Beginning in the 1990s, twin and family studies showed that dimensions of psychopathology had a shared genetic basis,11,12 with externalizing and internalizing psychopathology being the subject of much of this research. Whereas externalizing behaviors involve interaction with the social environment (e.g., aggression, impulsivity), internalizing behaviors are directed inwards (e.g., anxiety, depression).13 With statistical and methodological advances, molecular genetic research has also identified common externalizing14 and internalizing15,16 genetic factors that underlie each spectrum of psychopathology. Twin and family studies17–19 and principal component analyses17,20 have also examined genetic factors shared by both externalizing and internalizing psychopathology. Genome-wide association studies (GWAS) of childhood behavior problems, which encompass externalizing and internalizing psychopathology, identified two genome-wide significant loci.21,22
Romero and colleagues recently used a cross-trait GWAS meta-analysis to identify pleiotropic genetic effects across 12 psychiatric disorders.23 Because the meta-analytic signal in that study was driven by schizophrenia, the interpretation and joint biological characterization of the cross-trait signal was limited. Genomic structural equation modeling (gSEM) offers several advantages over cross-trait meta-analysis for identifying the shared genetic architecture that underlies psychopathology. First, gSEM enables specific hypotheses about the factor structure of psychopathology to be tested, with explicit comparison of proposed models that could account for the overlap observed across externalizing and internalizing spectra. Second, the use of latent variables helps to identify the common genetic effects across externalizing and internalizing spectra, minimizing the capture of genetic signals associated with the most dominant trait, as in the meta-analytic study of Romero et al.23
Other gSEM studies have investigated the factor structure of psychiatric disorders and identified one to four factors that underlie their shared liability.16,24,25 A previous GWAS identified two genome-wide hits for a higher-order p-factor encompassing compulsive, psychotic, internalizing, and neurodevelopmental disorders, and 66 significant hits upon post hoc examination of a bifactor model p-factor. Because the study included only psychiatric disorders, it did not capture a broad spectrum of psychopathology consistent with dimensional models like HiTOP. It also included only two internalizing (anxiety and major depressive disorder) and two externalizing (attention-deficit hyperactivity disorder and problematic alcohol use) conditions.

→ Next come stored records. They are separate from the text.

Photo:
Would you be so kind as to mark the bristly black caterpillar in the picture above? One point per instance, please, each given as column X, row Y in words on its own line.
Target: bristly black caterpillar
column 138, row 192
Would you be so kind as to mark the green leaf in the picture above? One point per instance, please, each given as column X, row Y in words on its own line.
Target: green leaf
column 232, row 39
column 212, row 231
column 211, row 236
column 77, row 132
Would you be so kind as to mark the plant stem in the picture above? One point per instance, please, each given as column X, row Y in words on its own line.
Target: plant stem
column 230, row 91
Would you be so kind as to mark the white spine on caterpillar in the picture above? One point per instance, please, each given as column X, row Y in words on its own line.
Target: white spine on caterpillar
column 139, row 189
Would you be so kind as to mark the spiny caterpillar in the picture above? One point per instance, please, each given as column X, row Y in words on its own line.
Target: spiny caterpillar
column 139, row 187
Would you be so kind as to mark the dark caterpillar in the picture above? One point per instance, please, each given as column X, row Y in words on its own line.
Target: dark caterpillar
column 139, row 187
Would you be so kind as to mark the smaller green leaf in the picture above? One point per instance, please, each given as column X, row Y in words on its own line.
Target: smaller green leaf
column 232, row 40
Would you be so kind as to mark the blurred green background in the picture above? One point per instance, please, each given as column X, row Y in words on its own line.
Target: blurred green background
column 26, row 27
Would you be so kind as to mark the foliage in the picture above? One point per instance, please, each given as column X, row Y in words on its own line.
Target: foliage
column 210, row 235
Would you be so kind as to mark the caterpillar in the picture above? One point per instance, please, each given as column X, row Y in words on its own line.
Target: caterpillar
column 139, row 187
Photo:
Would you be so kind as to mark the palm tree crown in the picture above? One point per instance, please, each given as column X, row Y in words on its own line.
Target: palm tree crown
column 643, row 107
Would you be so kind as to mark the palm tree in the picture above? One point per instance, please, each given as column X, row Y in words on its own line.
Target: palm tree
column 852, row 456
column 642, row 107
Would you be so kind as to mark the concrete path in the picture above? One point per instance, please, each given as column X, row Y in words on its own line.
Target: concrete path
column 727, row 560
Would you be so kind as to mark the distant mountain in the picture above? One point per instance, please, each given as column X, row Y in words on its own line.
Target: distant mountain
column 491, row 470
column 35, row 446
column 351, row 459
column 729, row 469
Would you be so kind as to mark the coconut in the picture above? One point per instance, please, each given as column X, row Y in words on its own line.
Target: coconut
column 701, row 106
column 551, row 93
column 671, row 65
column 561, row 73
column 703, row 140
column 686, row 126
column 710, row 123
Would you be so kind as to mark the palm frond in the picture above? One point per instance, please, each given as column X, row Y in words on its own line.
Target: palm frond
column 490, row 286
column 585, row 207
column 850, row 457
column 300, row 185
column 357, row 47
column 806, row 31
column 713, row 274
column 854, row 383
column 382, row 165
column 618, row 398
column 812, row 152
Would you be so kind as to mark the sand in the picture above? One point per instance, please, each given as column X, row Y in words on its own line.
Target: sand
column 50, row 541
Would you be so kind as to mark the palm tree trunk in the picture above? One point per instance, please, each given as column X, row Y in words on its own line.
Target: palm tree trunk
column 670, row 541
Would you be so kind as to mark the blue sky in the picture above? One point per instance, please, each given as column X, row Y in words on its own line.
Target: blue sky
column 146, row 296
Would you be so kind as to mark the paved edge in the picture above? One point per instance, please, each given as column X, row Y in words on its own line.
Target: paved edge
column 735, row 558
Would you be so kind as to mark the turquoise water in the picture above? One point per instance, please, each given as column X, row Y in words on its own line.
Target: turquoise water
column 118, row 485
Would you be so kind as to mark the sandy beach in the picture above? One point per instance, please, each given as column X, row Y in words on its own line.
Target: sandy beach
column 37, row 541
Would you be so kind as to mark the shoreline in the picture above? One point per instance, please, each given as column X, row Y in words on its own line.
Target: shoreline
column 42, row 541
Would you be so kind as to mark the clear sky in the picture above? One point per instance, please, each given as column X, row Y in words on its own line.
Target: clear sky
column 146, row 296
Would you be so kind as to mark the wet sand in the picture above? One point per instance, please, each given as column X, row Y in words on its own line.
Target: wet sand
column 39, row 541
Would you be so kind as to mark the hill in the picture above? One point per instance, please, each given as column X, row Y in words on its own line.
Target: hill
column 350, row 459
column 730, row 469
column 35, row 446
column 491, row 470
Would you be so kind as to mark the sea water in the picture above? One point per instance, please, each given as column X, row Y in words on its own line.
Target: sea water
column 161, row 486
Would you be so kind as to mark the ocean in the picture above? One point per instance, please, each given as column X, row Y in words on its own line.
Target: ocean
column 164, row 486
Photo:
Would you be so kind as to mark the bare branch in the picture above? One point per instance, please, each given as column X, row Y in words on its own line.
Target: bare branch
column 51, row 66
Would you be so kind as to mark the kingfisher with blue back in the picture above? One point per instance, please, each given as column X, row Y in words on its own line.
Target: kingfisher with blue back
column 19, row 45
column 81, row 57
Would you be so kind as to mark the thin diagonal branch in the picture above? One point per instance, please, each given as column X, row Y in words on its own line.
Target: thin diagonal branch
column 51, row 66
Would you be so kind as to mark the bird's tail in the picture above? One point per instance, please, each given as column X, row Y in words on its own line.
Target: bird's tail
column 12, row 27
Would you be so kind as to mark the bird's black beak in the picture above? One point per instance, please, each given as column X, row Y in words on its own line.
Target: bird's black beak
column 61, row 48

To conduct a detailed examination of the shared genetic architecture of externalizing and internalizing psychopathology, we applied gSEM to large GWAS summary statistics. Adopting a dimensional, transdiagnostic approach, we first evaluated models of psychopathology to determine which factor structure provided the best fit to the pattern of genetic covariance across 16 externalizing and internalizing traits and disorders. To identify genetic effects for the externalizing spectrum, internalizing spectrum, and across the externalizing and internalizing spectra, we conducted GWAS on the latent factors derived from models with acceptable fit. Next, we performed downstream analyses to characterize biological mechanisms underlying the shared genetic liability to psychopathology and to examine potential causal effects on physical health. Identifying mechanisms that account for vulnerability across levels of psychopathology can yield insights into the genetic basis of psychopathology, which could lead to advancements in treatment, diagnosis, and disorder classification.
Subjects and Methods
Summary Statistics
Externalizing
Ten sets of summary statistics in European-ancestry (EUR) individuals were selected based on existing theory regarding the externalizing spectrum (Supplementary Table 1). We included summary statistics from the largest available GWAS of the following externalizing disorders: attention deficit hyperactivity disorder (ADHD; n = 225,534),26 four substance use disorders [SUDs; i.e., alcohol (AUD; n = 753,248),27 cannabis (CanUD; n = 886,025),28 opioid (OUD; n = 425,944),29 and tobacco (TUD; n = 495,005)30]. We also included broader measures of externalizing psychopathology [age of first sexual intercourse (AgeSex; reverse-coded; n = 317,694),14 general risk tolerance (Risk; n = 431,126),14,31 number of sexual partners (NumSex; n = 370,711),14,31 antisocial behavior (ASB; n = 16,400),32 and automobile speeding propensity (n = 404,291)31].
Internalizing
Summary statistics from eight GWAS in EUR individuals were selected to capture the internalizing spectrum (Supplementary Table 1). Three were the largest available GWAS of internalizing disorders: (1) anorexia nervosa (AN; n = 72,517),33 (2) major depressive disorder (MDD; n = 1,074,629),34 and (3) posttraumatic stress disorder (PTSD; n = 214,408).35 To reflect a broad liability to internalizing, we included irritability (http://www.nealelab.is/uk-biobank/; n = 345,231), loneliness (n = 490,689),36 subjective wellbeing (SWB; reverse-coded; n = 298,420),37 miserableness (http://www.nealelab.is/uk-biobank/; n = 355,182), and anxiety (ANX; n = 280,490).38–40 38–41 To boost power to detect variants associated with both anxiety disorders and subclinical anxiety, we combined three anxiety GWAS38–40 using multi-trait analysis of GWAS.41
Exploratory Analysis
Genetic Correlations
Using linkage disequilibrium score regression (LDSC)42 in GenomicSEM,24 we calculated genetic correlations (rg) between the input traits. Single nucleotide polymorphisms (SNPs) were filtered using EUR HapMap3 reference panels,43 and SNPs with MAF < 0.01 were removed. LDSC was performed using ancestry-matched 1000 Genomes Phase 3 linkage disequilibrium (LD) scores.44 When available in the summary statistics, SNP-level sample sizes were specified. Otherwise, the effective sample size was calculated by summing effective sample sizes across the input GWAS cohorts.45 After conducting LDSC, genetic correlations were inspected to identify traits having weak associations with the other input traits prior to fitting structural equation models. Traits with average rg < 0.20 were excluded from gSEM models.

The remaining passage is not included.